Com a decisão, o texto aguarda promulgação pelo presidente do Congresso Nacional, Davi Alcolumbre (União-AP), etapa que conclui a tramitação no Parlamento e permite a entrada em vigor do acordo no país.
O tratado estabelece a formação da maior zona de livre comércio do mundo, reunindo mais de 720 milhões de habitantes. Pelo cronograma negociado, o Mercosul — composto por Argentina, Brasil, Paraguai e Uruguai — eliminará tarifas sobre 91% dos produtos europeus no prazo de até 15 anos. Já a União Europeia zerará tarifas sobre 95% dos bens exportados pelo bloco sul-americano em até 12 anos.
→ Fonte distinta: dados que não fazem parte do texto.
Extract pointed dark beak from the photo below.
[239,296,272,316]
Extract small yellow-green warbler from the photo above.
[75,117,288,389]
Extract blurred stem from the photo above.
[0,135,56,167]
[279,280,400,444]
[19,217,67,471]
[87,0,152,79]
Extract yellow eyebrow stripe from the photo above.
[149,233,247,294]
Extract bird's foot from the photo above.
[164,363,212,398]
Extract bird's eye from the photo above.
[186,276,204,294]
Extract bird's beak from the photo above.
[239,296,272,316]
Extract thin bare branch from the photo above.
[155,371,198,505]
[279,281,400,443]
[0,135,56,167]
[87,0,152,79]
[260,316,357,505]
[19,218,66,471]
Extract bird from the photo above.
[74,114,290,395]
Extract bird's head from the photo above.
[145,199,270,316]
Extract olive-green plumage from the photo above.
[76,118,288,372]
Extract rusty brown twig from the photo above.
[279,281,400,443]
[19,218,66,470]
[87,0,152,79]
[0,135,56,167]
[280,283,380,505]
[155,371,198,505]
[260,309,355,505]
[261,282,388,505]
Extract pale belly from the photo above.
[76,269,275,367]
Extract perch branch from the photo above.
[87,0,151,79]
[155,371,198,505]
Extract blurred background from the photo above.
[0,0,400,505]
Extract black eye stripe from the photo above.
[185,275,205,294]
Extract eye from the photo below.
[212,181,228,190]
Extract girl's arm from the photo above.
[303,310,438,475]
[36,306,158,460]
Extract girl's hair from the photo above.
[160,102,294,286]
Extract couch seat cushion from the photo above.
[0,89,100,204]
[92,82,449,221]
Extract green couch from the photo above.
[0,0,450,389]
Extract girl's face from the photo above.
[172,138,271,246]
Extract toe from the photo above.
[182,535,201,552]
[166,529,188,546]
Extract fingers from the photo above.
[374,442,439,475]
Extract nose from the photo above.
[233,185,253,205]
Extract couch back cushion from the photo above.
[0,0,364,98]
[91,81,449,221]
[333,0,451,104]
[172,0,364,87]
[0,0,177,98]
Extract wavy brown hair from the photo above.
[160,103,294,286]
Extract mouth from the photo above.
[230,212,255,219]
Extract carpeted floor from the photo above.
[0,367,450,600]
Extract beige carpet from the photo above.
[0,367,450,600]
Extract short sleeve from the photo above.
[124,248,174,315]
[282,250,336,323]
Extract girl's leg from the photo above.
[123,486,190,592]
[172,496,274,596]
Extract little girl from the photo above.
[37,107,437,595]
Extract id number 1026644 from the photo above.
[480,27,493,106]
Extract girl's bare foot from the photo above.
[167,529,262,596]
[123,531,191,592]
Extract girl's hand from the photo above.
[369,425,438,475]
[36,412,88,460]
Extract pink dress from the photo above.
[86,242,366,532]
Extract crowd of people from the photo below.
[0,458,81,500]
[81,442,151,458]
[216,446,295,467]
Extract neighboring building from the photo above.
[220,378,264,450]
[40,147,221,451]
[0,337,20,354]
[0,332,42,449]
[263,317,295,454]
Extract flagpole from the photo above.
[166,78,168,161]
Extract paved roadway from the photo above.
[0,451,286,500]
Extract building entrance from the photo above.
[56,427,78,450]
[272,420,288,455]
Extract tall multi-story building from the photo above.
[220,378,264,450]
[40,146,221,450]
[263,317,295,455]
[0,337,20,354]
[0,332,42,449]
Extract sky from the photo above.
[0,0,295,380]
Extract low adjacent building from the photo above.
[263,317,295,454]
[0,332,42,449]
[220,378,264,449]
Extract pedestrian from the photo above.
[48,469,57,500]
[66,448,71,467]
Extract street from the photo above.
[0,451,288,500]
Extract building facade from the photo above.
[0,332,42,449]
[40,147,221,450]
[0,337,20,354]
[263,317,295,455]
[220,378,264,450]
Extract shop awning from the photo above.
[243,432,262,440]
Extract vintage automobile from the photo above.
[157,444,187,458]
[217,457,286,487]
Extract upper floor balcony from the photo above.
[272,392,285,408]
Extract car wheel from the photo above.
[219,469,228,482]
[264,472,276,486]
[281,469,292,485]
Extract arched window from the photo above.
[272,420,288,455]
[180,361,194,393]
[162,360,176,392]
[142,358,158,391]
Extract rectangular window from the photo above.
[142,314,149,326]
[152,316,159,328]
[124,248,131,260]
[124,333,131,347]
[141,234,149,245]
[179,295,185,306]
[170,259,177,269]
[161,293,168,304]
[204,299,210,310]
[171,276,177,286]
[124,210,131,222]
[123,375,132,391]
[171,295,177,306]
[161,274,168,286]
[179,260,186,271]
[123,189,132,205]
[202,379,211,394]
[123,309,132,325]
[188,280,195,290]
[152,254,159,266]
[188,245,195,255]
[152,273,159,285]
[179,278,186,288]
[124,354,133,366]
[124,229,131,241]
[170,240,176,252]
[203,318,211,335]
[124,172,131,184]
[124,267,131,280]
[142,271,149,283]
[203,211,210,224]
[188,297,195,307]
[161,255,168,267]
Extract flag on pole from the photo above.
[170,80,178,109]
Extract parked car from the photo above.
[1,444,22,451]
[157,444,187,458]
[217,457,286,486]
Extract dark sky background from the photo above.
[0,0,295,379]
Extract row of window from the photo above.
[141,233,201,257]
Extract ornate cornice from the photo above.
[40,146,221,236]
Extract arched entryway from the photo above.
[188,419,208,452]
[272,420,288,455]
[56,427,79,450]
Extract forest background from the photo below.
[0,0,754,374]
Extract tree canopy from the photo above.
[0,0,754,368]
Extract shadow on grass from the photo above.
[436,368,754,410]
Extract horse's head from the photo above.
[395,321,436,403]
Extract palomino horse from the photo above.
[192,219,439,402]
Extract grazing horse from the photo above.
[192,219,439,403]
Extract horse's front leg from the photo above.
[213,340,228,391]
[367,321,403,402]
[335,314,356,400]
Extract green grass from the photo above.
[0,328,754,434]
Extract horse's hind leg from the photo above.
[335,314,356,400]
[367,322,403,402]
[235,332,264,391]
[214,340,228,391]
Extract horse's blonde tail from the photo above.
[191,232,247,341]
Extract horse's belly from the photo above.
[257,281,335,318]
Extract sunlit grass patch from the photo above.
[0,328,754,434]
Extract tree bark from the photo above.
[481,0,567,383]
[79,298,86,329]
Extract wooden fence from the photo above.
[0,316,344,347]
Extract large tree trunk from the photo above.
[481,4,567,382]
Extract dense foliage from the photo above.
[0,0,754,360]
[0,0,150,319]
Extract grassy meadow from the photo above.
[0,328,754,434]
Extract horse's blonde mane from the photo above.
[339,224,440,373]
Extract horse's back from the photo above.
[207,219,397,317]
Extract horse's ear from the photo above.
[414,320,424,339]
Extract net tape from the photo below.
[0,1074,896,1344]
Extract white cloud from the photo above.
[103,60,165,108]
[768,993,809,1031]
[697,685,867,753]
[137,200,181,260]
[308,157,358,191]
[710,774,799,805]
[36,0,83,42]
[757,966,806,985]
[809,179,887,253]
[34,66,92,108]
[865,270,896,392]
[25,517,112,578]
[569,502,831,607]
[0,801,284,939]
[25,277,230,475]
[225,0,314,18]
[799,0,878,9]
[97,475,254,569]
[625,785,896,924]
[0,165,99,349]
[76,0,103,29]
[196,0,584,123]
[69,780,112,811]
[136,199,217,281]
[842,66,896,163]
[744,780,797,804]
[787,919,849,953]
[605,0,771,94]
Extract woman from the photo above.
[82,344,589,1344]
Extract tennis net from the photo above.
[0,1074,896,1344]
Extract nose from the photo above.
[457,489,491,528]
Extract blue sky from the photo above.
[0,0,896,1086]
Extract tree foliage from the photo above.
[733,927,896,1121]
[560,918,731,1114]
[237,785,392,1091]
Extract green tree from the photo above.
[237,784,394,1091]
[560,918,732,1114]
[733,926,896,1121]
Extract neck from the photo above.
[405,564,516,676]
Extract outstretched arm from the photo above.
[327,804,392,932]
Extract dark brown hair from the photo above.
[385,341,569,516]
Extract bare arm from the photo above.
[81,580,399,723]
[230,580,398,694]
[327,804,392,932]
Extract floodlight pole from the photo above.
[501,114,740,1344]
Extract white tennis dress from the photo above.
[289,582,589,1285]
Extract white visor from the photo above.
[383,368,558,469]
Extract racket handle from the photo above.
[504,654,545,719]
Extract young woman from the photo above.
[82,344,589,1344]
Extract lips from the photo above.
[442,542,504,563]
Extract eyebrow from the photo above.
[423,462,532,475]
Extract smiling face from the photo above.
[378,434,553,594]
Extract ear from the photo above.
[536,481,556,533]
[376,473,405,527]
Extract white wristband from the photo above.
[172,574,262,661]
Segundo estimativas da Agência Brasileira de Promoção de Exportações e Investimentos (ApexBrasil), a implementação poderá elevar as exportações brasileiras em cerca de US$ 7 bilhões, além de ampliar a diversificação da pauta exportadora, com impactos também para a indústria nacional.
Os parlamentos de Argentina e Uruguai já aprovaram o acordo. No lado europeu, o Parlamento Europeu solicitou ao Tribunal de Justiça da União Europeia uma avaliação jurídica do tratado. Apesar disso, a presidente da Comissão Europeia, Ursula von der Leyen, indicou que o bloco pretende aplicar o acordo de forma provisória a partir de maio, mesmo com a análise judicial em andamento.
O texto conta com apoio de países como Alemanha e Espanha, mas enfrenta resistência principalmente da França, onde setores agropecuários demonstram preocupação com a concorrência externa.